No contexto de trabalho dos professores, seja em ambiente presencial ou ambiente virtual, há exigências emocionais, uma vez que é essência do fazer docente o envolvimento afetivo para que o processo educativo possa ser efetivado. Entretanto, com o presente estudo, identifica-se que a origem do custo emocional do professor virtual é diferente do professor presencial. Neste, o custo emocional advém da exigência de manter a disciplina entre os alunos, das condições impróprias para o exercício do magistério, da excessiva pressão dos pais e da direção das escolas pela aprendizagem dos alunos, de salas de aulas inadequadas, e de cargas de trabalho que afetam a saúde e o desempenho do trabalho docente, conforme os autores

Codo & Menezes (1999); Fonseca (2001); Sobrinho (2002) e Araújo et al. (2005). Em contrapartida, conforme apresentado no gráfico 1, o custo emocional dos professores que trabalham com o ambiente virtual manifesta-se, particularmente, pela auto- exigência dos professores em manter proximidade com os alunos e pela necessidade de lidar com a diversidade do cotidiano do trabalho, pois são características da organização do trabalho dos docentes virtuais a distância física e o uso de ferramentas de comunicação para realização da mediação pedagógica.

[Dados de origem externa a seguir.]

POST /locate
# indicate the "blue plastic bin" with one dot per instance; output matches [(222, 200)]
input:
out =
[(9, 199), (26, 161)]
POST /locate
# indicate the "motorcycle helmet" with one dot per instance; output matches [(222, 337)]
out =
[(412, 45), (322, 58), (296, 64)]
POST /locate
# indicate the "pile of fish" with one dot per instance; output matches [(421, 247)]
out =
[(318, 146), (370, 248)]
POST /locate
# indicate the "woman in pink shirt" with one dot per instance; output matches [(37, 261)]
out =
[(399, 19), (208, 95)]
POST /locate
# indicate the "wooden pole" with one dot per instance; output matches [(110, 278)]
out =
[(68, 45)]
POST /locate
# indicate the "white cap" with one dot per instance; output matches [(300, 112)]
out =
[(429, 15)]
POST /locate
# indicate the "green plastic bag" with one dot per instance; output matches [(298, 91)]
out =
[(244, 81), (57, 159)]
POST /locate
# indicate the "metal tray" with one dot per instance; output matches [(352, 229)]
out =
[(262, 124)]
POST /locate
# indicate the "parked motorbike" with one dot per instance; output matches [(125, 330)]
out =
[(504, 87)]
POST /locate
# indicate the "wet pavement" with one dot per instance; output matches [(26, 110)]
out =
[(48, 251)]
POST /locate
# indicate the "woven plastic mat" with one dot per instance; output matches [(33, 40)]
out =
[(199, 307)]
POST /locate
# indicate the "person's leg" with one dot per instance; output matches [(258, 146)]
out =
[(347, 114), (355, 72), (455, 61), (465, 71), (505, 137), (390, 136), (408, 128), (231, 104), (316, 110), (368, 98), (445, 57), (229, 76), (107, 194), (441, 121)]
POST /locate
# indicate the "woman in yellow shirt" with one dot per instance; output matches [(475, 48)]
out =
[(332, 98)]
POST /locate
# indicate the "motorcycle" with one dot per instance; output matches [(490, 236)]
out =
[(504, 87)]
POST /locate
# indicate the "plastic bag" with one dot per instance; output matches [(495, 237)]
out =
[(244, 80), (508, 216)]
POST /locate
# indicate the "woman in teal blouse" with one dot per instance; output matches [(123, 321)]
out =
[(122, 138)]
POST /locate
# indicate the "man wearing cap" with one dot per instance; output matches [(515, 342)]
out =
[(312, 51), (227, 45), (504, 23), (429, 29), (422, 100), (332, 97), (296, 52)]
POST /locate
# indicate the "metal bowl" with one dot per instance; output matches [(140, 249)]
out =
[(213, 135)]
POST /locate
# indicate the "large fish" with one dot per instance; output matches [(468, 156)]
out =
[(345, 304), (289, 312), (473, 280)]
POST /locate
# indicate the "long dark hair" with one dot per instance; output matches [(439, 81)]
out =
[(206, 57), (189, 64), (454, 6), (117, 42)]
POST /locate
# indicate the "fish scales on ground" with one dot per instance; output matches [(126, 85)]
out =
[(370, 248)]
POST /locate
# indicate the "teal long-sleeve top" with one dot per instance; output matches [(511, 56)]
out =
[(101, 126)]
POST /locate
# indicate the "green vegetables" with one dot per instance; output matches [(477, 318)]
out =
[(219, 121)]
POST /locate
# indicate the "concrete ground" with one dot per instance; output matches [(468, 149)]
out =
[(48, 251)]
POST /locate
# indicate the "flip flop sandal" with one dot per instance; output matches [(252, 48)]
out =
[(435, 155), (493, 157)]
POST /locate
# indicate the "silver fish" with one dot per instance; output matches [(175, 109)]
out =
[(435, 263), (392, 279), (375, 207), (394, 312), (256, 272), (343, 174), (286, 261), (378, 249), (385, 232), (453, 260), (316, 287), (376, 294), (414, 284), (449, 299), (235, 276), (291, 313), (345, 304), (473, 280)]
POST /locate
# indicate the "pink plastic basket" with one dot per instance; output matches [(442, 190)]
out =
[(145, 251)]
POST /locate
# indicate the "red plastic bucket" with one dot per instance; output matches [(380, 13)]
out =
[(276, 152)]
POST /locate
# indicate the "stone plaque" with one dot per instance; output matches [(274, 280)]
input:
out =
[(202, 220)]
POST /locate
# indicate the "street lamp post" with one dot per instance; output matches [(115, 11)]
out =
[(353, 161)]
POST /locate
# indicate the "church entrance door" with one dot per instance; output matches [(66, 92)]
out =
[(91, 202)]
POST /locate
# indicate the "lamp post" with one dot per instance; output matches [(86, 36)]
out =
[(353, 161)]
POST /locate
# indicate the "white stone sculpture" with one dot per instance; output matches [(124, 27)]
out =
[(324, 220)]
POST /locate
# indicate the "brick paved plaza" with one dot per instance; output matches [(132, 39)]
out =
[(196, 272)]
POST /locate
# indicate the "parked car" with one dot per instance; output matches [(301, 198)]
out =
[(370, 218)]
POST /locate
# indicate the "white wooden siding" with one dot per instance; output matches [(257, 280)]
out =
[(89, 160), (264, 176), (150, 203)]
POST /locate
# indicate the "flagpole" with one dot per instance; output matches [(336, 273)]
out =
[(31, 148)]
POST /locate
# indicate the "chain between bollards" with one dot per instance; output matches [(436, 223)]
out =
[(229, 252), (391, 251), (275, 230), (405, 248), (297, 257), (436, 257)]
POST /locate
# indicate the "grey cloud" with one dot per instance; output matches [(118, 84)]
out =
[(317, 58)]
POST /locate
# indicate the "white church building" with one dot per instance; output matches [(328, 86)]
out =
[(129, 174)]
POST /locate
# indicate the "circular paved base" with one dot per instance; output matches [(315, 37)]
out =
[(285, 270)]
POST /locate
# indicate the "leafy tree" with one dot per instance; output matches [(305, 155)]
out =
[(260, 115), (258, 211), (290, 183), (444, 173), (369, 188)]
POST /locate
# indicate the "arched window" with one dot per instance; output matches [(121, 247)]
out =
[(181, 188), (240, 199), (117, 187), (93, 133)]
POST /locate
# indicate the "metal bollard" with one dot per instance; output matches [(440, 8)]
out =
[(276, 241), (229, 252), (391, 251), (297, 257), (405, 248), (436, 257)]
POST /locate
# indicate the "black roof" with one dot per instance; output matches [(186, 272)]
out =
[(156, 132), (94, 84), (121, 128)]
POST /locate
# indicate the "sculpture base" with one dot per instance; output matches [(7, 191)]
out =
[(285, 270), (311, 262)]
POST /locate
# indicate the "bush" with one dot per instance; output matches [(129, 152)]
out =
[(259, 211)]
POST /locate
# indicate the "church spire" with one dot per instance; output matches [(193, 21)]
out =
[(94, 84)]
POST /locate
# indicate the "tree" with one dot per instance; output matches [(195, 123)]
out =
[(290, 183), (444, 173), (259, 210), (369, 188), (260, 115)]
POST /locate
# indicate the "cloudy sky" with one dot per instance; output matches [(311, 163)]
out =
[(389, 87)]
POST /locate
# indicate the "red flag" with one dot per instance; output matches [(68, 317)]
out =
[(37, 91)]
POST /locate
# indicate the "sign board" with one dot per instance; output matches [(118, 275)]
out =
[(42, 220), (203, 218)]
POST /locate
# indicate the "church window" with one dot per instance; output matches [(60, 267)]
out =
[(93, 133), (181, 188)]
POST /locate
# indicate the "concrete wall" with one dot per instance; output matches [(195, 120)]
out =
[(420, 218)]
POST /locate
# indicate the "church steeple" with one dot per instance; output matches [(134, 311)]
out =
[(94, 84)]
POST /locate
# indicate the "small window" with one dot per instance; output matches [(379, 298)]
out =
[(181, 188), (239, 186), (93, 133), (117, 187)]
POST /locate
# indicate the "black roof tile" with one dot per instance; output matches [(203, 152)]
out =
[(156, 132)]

Diante da análise do CHT dos professores virtuais, verifica-se que, mesmo com o alto dispêndio nas esferas física, cognitiva e emocional, imposto pelo contexto de trabalho, os docentes estudados têm conseguido geri-lo por meio de estratégias de mediação individual e coletiva, fundamentalmente, os custos cognitivo e emocional. Identifica-se que os professores já apresentam adoecimento físico. Desse modo, observa-se que as estratégias de mediação individual e coletiva não têm obtido sucesso na sua totalidade.

No próximo capítulo, a dinâmica do prazer-sofrimento vivenciado por esses trabalhadores, as estratégias de mediação do sofrimento e os danos físicos e psicossociais advindos das adversidades do contexto de trabalho serão apresentados e discutidos com base no referencial teórico.